Bear with me. This isn't strictly about Curious Incident; but, to paraphrase Apocalypse Now, it is impossible to tell my story without telling this one too.

I got new glasses towards the end of 2010. I was working for the National Theatre, and for Marianne Elliott, for the first time. I wore them as often as I was meant to - constantly - for five years.

For me, these glasses have sort of punctuated this tour. Early this year, while we were in Hull, a friend sent me an article which pointed out that my over-dramatic use of them in a key scene in Broadchurch was, frankly, a bit over the top.

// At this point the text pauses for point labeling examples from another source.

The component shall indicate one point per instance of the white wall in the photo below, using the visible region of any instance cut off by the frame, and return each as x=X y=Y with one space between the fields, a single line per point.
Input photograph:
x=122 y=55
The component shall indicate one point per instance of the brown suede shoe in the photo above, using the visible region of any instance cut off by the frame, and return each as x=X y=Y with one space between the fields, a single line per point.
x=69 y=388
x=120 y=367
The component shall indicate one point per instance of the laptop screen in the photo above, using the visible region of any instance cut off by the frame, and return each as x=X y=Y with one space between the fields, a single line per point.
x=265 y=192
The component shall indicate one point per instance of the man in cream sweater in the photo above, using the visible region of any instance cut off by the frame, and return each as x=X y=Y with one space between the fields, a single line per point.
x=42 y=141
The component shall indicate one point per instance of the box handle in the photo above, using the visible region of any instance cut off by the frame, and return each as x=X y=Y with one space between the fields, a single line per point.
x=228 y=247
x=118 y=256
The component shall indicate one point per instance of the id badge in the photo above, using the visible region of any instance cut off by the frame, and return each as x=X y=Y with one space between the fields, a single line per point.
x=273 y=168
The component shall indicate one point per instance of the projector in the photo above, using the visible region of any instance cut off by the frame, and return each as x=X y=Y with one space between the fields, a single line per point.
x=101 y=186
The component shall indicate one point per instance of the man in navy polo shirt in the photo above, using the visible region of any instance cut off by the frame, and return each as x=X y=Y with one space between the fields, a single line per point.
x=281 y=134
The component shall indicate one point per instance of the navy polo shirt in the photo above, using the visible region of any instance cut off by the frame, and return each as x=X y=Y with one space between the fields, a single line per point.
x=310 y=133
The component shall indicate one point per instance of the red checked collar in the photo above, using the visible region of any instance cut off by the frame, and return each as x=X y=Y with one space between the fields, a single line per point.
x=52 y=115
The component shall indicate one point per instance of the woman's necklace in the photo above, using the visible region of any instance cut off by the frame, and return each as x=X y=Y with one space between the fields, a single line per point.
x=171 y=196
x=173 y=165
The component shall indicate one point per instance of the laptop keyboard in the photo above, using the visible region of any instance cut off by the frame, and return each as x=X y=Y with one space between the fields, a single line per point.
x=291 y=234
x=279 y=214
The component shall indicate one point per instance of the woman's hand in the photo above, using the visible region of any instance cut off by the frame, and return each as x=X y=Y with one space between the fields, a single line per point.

Which was fair enough. I don't wear them on stage unless the part demands it; which isn't very often. So I leave them in my dressing room. Sometimes, people like Joshua Jenkins like to go in when I'm not there and put them on and take silly photographs.


In August, I left them on a train on the way to Sunderland. Due to remote venue scheduling, I was without them for four weeks. All I had, for a month, was my prescription sunglasses. I tried to explain to people that honestly, I wasn't trying to affect the backstage persona of some third-rate Jack Nicholson: it was simply the only way that I could see properly. Three days after I got them back, I broke them in Norwich whilst trying to prevent them from falling on the floor. They were glued. And again. And again.

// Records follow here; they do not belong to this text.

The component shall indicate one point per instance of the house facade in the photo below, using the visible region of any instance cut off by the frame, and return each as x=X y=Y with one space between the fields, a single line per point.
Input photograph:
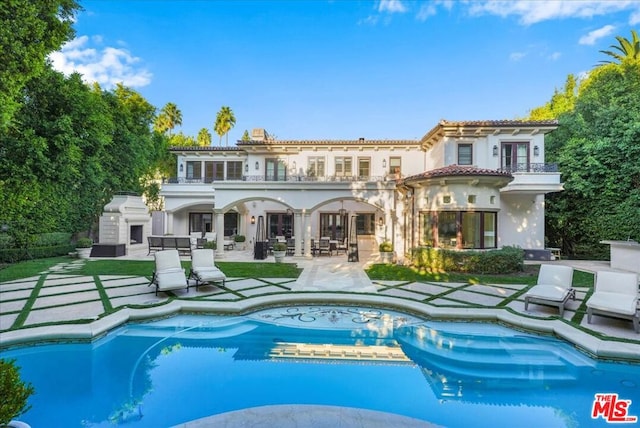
x=464 y=185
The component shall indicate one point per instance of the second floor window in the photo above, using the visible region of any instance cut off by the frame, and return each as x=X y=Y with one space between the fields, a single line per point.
x=395 y=165
x=364 y=167
x=465 y=154
x=316 y=167
x=343 y=167
x=515 y=157
x=275 y=170
x=194 y=170
x=234 y=170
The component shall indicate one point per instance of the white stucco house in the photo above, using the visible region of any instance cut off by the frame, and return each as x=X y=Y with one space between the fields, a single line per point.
x=464 y=185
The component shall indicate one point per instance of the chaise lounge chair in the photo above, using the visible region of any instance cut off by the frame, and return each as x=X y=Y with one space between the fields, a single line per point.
x=169 y=274
x=553 y=287
x=615 y=295
x=203 y=268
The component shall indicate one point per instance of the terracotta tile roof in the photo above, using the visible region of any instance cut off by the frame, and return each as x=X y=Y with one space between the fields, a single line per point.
x=457 y=171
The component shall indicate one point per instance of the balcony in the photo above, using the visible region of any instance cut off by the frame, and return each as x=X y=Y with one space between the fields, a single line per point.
x=533 y=179
x=288 y=178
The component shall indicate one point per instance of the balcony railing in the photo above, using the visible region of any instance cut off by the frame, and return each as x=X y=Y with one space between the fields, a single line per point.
x=289 y=178
x=531 y=167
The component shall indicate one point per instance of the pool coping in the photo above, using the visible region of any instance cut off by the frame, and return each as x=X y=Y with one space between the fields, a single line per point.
x=596 y=347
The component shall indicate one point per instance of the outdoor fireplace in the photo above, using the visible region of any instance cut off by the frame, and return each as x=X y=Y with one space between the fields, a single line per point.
x=125 y=223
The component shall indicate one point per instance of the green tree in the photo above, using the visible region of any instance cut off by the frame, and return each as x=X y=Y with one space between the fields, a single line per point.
x=29 y=31
x=626 y=49
x=170 y=117
x=225 y=120
x=561 y=102
x=596 y=147
x=204 y=137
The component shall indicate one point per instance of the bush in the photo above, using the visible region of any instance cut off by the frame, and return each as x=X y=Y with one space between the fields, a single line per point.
x=505 y=260
x=386 y=247
x=84 y=243
x=279 y=246
x=15 y=392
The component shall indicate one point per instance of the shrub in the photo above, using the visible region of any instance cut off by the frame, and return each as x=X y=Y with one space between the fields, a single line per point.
x=505 y=260
x=386 y=247
x=15 y=392
x=84 y=243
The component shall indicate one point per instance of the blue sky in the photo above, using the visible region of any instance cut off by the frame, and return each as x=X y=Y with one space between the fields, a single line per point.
x=343 y=69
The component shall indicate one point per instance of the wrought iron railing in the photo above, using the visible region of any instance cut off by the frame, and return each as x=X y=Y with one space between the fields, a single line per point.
x=531 y=167
x=262 y=178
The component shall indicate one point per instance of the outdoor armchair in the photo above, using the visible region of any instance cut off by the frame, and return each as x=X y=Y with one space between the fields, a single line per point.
x=169 y=274
x=615 y=295
x=203 y=268
x=553 y=287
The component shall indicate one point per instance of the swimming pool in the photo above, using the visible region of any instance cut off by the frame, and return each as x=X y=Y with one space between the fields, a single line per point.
x=174 y=370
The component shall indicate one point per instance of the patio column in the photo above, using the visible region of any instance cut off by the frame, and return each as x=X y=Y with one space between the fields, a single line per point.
x=169 y=225
x=297 y=231
x=307 y=233
x=219 y=220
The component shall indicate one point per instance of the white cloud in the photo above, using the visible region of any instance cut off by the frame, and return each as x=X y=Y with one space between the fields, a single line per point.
x=531 y=12
x=593 y=36
x=555 y=56
x=391 y=6
x=107 y=66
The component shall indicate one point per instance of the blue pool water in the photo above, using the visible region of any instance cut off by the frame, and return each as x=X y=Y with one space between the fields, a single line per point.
x=174 y=370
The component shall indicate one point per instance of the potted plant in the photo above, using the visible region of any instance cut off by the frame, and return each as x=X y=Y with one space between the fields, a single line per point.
x=83 y=247
x=279 y=251
x=15 y=393
x=239 y=240
x=386 y=251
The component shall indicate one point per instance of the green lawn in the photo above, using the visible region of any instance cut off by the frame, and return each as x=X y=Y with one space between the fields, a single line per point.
x=145 y=268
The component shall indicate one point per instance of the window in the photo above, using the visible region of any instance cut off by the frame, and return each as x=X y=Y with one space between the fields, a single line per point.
x=194 y=170
x=465 y=154
x=343 y=167
x=218 y=170
x=365 y=224
x=395 y=165
x=275 y=170
x=200 y=222
x=208 y=172
x=234 y=170
x=458 y=229
x=515 y=157
x=364 y=168
x=316 y=167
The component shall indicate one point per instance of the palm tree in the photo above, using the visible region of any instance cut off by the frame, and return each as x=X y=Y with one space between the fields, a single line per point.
x=204 y=137
x=225 y=120
x=627 y=49
x=170 y=117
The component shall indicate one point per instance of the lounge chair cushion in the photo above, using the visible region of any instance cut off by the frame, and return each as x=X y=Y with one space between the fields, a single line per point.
x=554 y=293
x=613 y=302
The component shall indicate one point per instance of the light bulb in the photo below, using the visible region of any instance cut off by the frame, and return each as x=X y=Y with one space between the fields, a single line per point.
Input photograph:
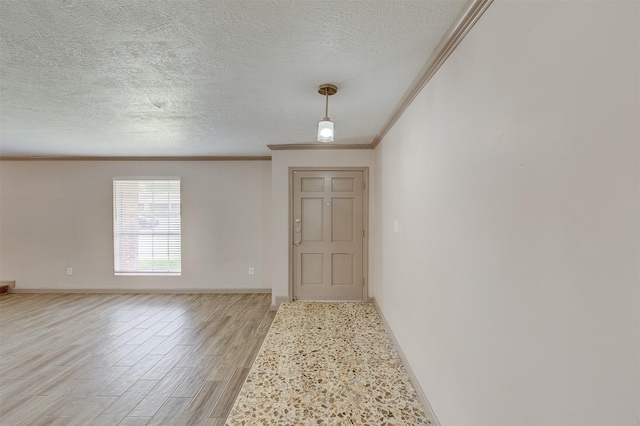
x=325 y=130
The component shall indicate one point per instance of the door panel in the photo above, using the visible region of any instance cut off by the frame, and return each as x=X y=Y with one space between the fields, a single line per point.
x=342 y=269
x=342 y=219
x=311 y=268
x=312 y=221
x=328 y=235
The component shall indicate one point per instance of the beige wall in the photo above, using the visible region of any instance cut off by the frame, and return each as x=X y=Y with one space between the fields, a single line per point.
x=58 y=214
x=281 y=161
x=512 y=285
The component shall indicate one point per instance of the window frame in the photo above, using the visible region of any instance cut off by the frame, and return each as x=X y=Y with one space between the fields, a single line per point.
x=138 y=232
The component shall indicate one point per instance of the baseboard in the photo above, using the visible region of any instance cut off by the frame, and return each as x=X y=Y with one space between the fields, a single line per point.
x=279 y=301
x=10 y=284
x=414 y=380
x=145 y=291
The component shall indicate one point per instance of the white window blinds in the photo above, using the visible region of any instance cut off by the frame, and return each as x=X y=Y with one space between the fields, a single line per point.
x=146 y=226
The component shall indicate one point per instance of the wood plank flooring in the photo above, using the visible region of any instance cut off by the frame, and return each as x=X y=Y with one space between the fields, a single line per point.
x=126 y=359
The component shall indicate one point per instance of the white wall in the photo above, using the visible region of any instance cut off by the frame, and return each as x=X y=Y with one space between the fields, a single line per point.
x=281 y=161
x=512 y=286
x=58 y=214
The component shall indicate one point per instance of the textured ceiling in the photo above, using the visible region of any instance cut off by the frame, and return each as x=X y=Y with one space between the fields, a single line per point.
x=204 y=78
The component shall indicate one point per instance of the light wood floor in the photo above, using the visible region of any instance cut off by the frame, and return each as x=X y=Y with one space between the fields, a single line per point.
x=118 y=359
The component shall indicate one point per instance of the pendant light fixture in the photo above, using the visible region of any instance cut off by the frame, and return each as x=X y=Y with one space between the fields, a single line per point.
x=325 y=127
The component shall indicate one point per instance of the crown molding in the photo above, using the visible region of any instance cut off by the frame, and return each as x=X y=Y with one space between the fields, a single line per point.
x=80 y=158
x=452 y=38
x=318 y=146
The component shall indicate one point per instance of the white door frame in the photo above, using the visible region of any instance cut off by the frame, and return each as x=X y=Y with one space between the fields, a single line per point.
x=365 y=223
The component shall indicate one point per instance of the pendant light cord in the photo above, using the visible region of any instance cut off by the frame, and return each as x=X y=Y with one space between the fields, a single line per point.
x=326 y=107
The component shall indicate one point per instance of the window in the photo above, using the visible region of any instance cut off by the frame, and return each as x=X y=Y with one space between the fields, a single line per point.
x=146 y=226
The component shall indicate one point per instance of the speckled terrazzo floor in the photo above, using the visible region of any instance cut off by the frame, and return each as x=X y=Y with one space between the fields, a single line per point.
x=327 y=364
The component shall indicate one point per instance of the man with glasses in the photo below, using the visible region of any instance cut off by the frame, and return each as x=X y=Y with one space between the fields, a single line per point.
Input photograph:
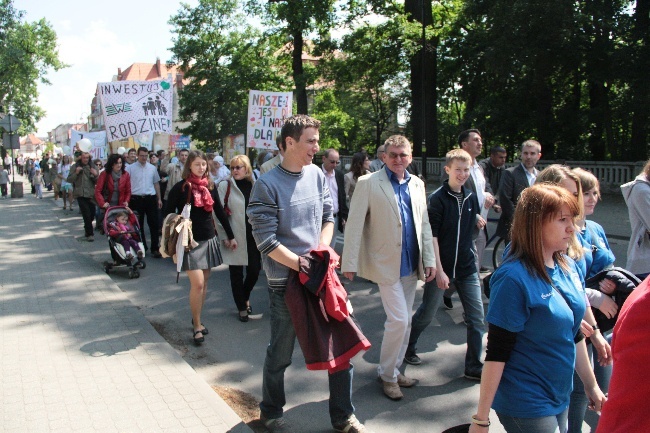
x=145 y=197
x=174 y=170
x=388 y=240
x=335 y=182
x=83 y=176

Today - well: yesterday, now - on the way to work, my car suddenly caught fire in Sheffield. It was a terrifying few minutes in which I was convinced that someone would die: me, or any number of passers-by, or the astonishingly brave man who attempted to tackle my blazing car with a small fire extinguisher.

Anyway. I salvaged a few things from the charred carcass. I take a perverse kind of pleasure in that (a) these glasses survived, and we shall definitely now part company; and that (b) despite everything, the glue held.


It's a bit pre-emptive, with 8 weeks left, to be speaking of the end of a chapter. But that's what it feels like.


Tuesday 15 September 2015

Sheffield


We're at the Sheffield Lyceum for two weeks. It amazes me, after all this time, that there are still audiences left to see this show. When you consider that this is our fifth visit to Yorkshire this year, or how near we are to towns that we've already been to - Nottingham, Stoke, Bradford, Leeds, York - it's astonishing (and quite exciting) that we're selling here as well as we are.

The last time I worked in Sheffield was in 1998, in Michael Grandage's wonderful production of Twelfth Night, with Malcolm Sinclair as Malvolio, Una Stubbs as Maria and Daniel Flynn as Orsino. We played for about a month in the Crucible, next door; and rehearsed in this room in the Lyceum.



For 17 years, I've always spoken about that show as the production I'm most proud to have been involved in. By the end of this year, I've a feeling that, from now on, I might be speaking of another play.

Tuesday 8 September 2015

Norwich


I spent more of my childhood summers in East Anglia than anywhere else; so I'm particularly happy that this week we're playing a sell-out week at the Theatre Royal, Norwich. This is the only venue that we play in the region - no Ipswich, Cambridge, King's Lynn, Peterborough or Colchester.

We're not quite in the home stretch - it still takes two hands to count the remaining venues (just) - but we're getting there. After Aberdeen, it's nice to be a bit closer to home. Plus, I have fond memories of coming to visit my brothers - some twenty years ago - when they both studied at Norwich School of Art. My brother Sam, when he's not juggling various other things, writes songs. Some of them get their inspiration from East Anglia.


Wednesday 2 September 2015

Aberdeen


We're in Aberdeen this week: for me, over 500 miles from home and the furthest north I have ever been in the world. Autumn has arrived very suddenly. I'm wearing a jumper, wishing I'd packed my hat and not profusely sweating in a theatre for the first time in months.

The show's in its autumn years, too: we're now into the last quarter of the tour. I've only done one year-long tour before; and I distinctly remember that, after about 250 shows, things can get a little weird.

When you say and do the same things 8 times a week for a year, after a while you start to hear yourself, which is sort of terrifying. You'll hear a line - one of your own, or someone else's - and think to yourself "Is that what normally happens? I'm sure I haven't heard that before". Then you're immediately in trouble. If you're thinking that, you're not doing what you're meant to be doing: focusing on the next line; acting. Suddenly things can fall apart. The most familiar experience in the world suddenly becomes brand new: daunting, overwhelming, out of your control.

These are little moments, but they do come. Thankfully, they can leave as soon as they arrive. Tonight, watching some of the other actors do their stuff, I remembered the joy and the love I have for this play. It came after a rare matinee-less Wednesday: a rejuvenating day in the Caingorms; driving through the towns and villages on the River Dee, an hour or so west of Aberdeen; the purple hills of the eastern Highlands. In the words of George Harrison, daylight is good at arriving at the right time.